A proposito di disintermediazione, in politica non ha tanto aiutato il rinnovamento. Anzi.
«Non è il tempo giusto, questo, per cercare qualcosa di nuovo. Stiamo vivendo un momento difficile in cui è stato normale riaffidarsi a Mattarella. C’era bisogno di affidabilità e questa scelta mi è sembrata anche saggia, dopo la paura, il senso di pericolo che abbiamo attraversato. Adesso ci sono i vaccini e quasi non ci pensiamo, ma c’è stato un momento in cui sapevi che se ti ammalavi morivi. Ho trovato Mattarella perfetto in alcuni passaggi critici. Da solo davanti all’altare della patria ha incarnato la sacralità del Paese: penso che invece di lamentarci dovremmo essergli grati. E che arriverà il tempo in cui la politica saprà rinnovarsi».
Dopo il lockdown, la dad, la chiusura, i giovanissimi sono tornati nelle piazze. Qualche settimana fa trovando manganelli, invece che ascolto. Tua figlia Teresa ha 23 anni, conosci questa generazione da vicino. Cosa pensi di quest’onda?
«Penso che quello che hanno vissuto sia stato più duro di quel che possiamo percepire e che le conseguenze potrebbero avere una lunga coda. Ma la presenza dei ragazzi in piazza dimostra la voglia di recuperare fiducia nel proprio corpo come strumento di condivisione. Il vero messaggio è essere lì. Ognuno faccia il suo lavoro, cercando di capire come recuperare il tempo perduto. Ma io sono fissato con questa cosa: siamo tutto insieme, corpo spirito anima, inscindibili. Protestare significa essere vivi».
Leggi poesie su Instagram, ne hai portata una a Sanremo. Ha a che fare con il lavoro di scrittura per la tua musica?
«La poesia è sempre stata una presenza, addirittura a scuola, ma ne ho assunto dosi massicce in questi ultimi due anni. Rafforza le difese emotive. Poi a Sanremo ho sbagliato, non ho spiegato bene perché ho definito Mariangela Gualtieri “un poeta": dopo aver letto una sua raccolta le avevo scritto, “Cara poeta”, e lei aveva detto che amava essere definita così».
Cercavi di sottolineare il significato universale della parola, ma chi cerca sempre l’errore ha pensato volessi svilire il suo essere donna non dicendo poetessa.

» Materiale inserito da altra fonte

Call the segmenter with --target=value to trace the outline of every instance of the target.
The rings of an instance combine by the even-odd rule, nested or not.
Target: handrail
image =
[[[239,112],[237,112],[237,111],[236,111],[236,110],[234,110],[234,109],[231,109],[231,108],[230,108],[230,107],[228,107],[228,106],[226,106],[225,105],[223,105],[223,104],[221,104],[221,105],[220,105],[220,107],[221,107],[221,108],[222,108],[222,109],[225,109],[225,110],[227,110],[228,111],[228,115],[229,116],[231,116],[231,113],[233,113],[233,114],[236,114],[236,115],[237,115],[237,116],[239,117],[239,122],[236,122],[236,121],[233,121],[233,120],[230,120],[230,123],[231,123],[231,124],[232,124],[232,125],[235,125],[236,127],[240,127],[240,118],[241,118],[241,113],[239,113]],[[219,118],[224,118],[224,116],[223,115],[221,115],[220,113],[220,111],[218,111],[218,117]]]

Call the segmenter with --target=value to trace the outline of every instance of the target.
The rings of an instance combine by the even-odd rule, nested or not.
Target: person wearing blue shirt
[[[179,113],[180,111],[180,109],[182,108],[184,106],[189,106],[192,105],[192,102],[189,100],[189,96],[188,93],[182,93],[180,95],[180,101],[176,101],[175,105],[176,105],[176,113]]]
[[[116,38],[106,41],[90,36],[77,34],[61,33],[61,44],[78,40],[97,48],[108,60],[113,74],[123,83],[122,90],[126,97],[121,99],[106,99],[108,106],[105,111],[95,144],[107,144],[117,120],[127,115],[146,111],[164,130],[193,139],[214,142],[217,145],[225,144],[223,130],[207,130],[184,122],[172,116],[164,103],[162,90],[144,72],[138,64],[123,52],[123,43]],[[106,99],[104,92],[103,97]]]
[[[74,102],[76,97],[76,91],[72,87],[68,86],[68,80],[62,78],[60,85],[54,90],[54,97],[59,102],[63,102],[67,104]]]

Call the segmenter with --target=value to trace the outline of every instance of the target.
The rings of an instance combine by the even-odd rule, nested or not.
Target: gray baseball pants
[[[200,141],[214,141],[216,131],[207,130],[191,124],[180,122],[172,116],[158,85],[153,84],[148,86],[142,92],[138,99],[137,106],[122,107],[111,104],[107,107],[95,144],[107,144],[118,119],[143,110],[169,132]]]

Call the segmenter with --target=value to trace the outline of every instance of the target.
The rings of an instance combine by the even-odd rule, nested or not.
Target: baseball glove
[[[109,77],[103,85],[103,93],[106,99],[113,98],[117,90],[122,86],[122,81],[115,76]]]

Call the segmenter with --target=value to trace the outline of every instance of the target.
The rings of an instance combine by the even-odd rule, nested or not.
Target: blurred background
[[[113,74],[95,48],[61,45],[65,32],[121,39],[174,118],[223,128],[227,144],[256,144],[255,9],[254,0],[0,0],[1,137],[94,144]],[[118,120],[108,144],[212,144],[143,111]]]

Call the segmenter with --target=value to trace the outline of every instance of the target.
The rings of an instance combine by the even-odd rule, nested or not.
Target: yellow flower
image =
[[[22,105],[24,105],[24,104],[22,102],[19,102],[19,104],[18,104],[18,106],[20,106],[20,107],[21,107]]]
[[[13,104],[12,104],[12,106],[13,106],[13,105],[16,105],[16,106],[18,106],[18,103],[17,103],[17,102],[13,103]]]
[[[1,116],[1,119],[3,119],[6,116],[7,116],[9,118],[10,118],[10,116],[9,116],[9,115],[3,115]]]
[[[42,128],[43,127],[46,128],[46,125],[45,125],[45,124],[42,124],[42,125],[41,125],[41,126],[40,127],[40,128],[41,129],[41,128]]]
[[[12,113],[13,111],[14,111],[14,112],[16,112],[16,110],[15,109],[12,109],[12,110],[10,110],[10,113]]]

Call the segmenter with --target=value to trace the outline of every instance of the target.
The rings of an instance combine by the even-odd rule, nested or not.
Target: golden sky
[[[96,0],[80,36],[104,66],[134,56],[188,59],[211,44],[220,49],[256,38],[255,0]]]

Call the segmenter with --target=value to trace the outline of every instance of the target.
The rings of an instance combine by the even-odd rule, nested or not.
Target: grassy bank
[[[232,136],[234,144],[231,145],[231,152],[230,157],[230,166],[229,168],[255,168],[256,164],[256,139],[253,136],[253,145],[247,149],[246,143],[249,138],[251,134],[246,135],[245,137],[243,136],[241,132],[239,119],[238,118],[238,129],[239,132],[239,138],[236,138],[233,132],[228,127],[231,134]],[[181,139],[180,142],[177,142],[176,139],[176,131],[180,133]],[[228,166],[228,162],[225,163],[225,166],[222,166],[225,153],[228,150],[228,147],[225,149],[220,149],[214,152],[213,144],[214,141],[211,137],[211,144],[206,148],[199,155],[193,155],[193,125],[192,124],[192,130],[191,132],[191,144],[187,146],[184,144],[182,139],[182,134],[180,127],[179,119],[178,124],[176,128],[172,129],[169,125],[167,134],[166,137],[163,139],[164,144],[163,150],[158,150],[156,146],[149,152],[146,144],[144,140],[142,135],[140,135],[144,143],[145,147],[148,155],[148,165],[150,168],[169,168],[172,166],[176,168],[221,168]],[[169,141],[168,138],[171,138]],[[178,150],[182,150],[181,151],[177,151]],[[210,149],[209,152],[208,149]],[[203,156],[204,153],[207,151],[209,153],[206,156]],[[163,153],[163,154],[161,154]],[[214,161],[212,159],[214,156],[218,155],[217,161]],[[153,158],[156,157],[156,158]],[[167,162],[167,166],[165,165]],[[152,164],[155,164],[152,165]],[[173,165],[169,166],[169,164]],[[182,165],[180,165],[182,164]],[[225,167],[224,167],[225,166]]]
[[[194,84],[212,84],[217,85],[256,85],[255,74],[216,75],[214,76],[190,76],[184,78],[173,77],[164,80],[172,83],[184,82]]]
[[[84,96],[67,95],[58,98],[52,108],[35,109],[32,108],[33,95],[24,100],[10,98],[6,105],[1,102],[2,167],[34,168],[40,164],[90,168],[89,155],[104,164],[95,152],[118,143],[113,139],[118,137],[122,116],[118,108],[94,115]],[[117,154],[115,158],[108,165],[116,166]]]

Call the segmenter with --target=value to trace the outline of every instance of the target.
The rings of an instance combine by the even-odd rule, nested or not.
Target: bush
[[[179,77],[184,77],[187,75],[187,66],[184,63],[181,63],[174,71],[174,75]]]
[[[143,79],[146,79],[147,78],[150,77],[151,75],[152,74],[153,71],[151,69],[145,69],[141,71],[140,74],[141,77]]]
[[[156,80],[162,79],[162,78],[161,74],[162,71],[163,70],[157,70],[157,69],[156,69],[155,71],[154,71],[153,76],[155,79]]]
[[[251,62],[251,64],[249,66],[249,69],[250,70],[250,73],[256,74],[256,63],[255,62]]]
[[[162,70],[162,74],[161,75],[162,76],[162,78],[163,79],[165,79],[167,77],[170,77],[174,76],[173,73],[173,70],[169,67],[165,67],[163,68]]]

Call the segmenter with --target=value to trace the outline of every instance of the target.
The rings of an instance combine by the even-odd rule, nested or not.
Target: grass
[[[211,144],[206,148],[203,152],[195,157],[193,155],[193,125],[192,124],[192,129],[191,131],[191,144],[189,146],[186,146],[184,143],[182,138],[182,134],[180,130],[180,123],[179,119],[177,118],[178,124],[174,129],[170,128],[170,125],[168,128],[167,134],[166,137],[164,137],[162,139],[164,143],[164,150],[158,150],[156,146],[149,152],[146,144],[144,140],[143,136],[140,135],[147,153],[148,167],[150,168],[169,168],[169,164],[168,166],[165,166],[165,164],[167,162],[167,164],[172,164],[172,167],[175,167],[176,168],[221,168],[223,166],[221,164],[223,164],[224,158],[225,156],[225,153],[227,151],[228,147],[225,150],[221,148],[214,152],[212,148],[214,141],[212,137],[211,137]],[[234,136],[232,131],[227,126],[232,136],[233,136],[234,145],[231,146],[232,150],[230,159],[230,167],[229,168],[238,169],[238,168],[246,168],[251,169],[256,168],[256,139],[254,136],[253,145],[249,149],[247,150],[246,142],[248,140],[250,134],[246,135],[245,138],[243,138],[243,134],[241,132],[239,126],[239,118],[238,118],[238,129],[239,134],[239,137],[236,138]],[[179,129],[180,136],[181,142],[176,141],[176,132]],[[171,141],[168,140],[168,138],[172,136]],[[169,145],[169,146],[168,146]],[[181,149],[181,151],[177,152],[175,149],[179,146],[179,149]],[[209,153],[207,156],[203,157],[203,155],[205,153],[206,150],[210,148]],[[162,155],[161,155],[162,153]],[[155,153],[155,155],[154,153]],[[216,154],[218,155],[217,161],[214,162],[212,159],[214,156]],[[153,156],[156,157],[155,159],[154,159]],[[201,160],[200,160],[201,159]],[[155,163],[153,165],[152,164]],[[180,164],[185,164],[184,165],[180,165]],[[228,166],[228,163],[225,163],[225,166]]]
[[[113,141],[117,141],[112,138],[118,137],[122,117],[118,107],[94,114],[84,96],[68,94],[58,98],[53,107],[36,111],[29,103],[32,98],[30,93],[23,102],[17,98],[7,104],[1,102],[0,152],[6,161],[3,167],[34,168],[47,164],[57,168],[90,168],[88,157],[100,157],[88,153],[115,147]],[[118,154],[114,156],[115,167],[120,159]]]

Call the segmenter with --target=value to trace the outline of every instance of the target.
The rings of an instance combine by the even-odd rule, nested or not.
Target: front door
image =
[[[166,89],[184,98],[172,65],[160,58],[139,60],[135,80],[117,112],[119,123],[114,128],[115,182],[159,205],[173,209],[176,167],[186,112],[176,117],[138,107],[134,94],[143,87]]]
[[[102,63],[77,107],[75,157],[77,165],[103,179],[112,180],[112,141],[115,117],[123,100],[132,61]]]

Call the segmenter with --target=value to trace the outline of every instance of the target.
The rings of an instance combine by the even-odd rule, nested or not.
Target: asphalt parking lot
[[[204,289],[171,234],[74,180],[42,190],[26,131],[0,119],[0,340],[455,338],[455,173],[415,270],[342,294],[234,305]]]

«Su Internet ci sarà sempre qualcuno pronto a indignarsi. Non mi sorprende e anzi mi interessa: sono sintomi, segnali. Lo scontro sulle parole è dato dal fatto che sono tornate al centro. Pensavamo non avremmo scritto più nulla e invece continuiamo a scrivere. E mi interessa molto anche il tema della lingua che cambia. Perché è qualcosa che arriva dal basso, cambia anche se non vuoi, per strada dove la gente la usa. Gli accademici possono intervenire solo dopo, a registrare quanto già successo, non possono guidarla. A volte sulle parole litigo con Teresa: lei mi corregge, io le do retta. Solo una cosa le dico sempre rispetto ai ruoli e ai generi, che loro – a vent’anni – vivono molto diversamente da noi: “Mi auguro solo che per affermarti tu non debba assumere degli atteggiamenti maschili perché sono quelli dominanti”. L’atteggiamento maschile è pieno di falle, di buchi. Ha imposto nel linguaggio parole belliche riferite a tutto. Anche alla malattia, che non è una lotta, una guerra, perché non c’è chi vince e chi perde. È una cosa che capita. Bisogna cambiare questo linguaggio. Se lo facciamo, cambia la realtà».